«•
Можно применить эти градации к экранным формам (особенно интересным будут данные по личному приобщению к творчеству в этой сфере).
Но есть и другие аспекты общения с искусством – оно выступает как импульс для личностной эмоционально-интеллектуальной активности, будит (или гасит) мыслительные процессы, рождает суждения, способствует мировоззренческому самоопределению человека, тонизирует, вдохновляет, раздражает, одним словом, меняет эмоциональное и, шире, душевное состояние человека, настраивает на определенный лад, меняет восприятие внешнего мира и активно участвует в развитии духовного мира индивида (или же притупляет, тормозит развитие). Искусство в целом, в том числе экранные искусства, участвуют в создании культурного ландшафта эпохи. Рекреакционные мотивации же у одного и того же человека бывают синтезированы со многими другими сторонами взаимодействия человека с искусством, неотделимы от духовной работы, которую производит индивид, выбирая произведение для просмотра, организуя доступ к нему, воспринимая произведение, помещая все это в контекст прочей деятельности. Общение с искусством происходит у всех по-разному, однако с характерными типичными нюансами для определенных социально-культурных человеческих общностей, в определенные исторические периоды. И рассмотрение этих слабо поддающихся точной науке аспектов общения человека с искусством как раз видится задачами антропологии медиа.
Кроме того, случается, что безапелляционные утверждения, вроде бы опирающиеся на точные данные, сильно расходятся с личным знанием о тех или иных тенденциях в общественной жизни искусства. В последний период я убедилась в этом еще раз, прочитав многостраничную историю кинопроката в России, в которой было написано, что «большинство городских кинотеатров демонстрировали фильмы по 14—15 часов в сутки (7—8 киносеансов). Причем, в основном это были „кассовые“ зарубежные картины, выдаваемые в отчетных документах за советские… Зарубежные боевики, бывало, неделями не сходили с экрана… но в официальных отчетах этим фильмам отводился минимум экрано-часов. А число зрителей, их посмотревших, переписывалось на советские фильмы. Руководство кинематографии прекрасно об этом знало, но лицемерно закрывало глаза» [211]. Не берусь выступать экспертом документации кинопроката. Но знаю точно по своему личному опыту заядлого киномана с раннего возраста – зарубежные фильмы представляли высокую ценность и в середине 1970-х, и позднее, за ними охотились по кинотеатрам Москвы и не всегда находили то, что можно счесть зарубежным развлекательным фильмом. Их было мало, билеты на такие картины были в дефиците, за ними приходилось выстаивать длинные очереди. Когда я цитирую версию «засилья зарубежного фильма» в советских кинотеатрах интервьюируемым россиянам среднего и старшего возраста, то есть тем, кто застал советский прокат, эта версия вызывает недоумение.
Это я к тому, что далеко не всегда предпринимаемые обобщения, отображенные в научной литературе, совпадают с индивидуальным восприятием.
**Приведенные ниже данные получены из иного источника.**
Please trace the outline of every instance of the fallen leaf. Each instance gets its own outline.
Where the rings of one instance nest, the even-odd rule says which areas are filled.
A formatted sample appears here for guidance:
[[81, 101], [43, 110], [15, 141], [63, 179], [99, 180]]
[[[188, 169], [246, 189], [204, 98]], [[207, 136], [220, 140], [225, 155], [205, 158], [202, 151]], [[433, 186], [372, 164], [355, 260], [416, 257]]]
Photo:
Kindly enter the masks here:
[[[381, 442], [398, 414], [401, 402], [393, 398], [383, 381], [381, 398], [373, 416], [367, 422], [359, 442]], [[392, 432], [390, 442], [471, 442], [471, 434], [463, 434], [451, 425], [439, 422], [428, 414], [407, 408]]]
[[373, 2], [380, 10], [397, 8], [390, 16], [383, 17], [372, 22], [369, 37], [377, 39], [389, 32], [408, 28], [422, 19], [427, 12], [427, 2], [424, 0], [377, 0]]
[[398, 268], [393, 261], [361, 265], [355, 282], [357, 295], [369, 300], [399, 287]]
И будет не лишним достраивание картины медиасреды конкретикой индивидуального взгляда и интерпретации.
Не менее показательным было мое знакомство с весьма содержательным социологическим исследованием Эдуардо Торреса о телевидении в повседневной жизни португальцев [212]. О самом португальском телевидении из этой статьи я узнала не много. А множество таблиц со статистическими данными представили португальскую аудиторию в некоторых проявлениях похожей на отечественную аудиторию начала 2000-х гг. Наиболее содержательными у Торреса и позволяющими «увидеть» взаимоотношения португальцев со своим ТВ были выдержки из отдельных интервью с представителями различных сегментов португальской телеаудитории.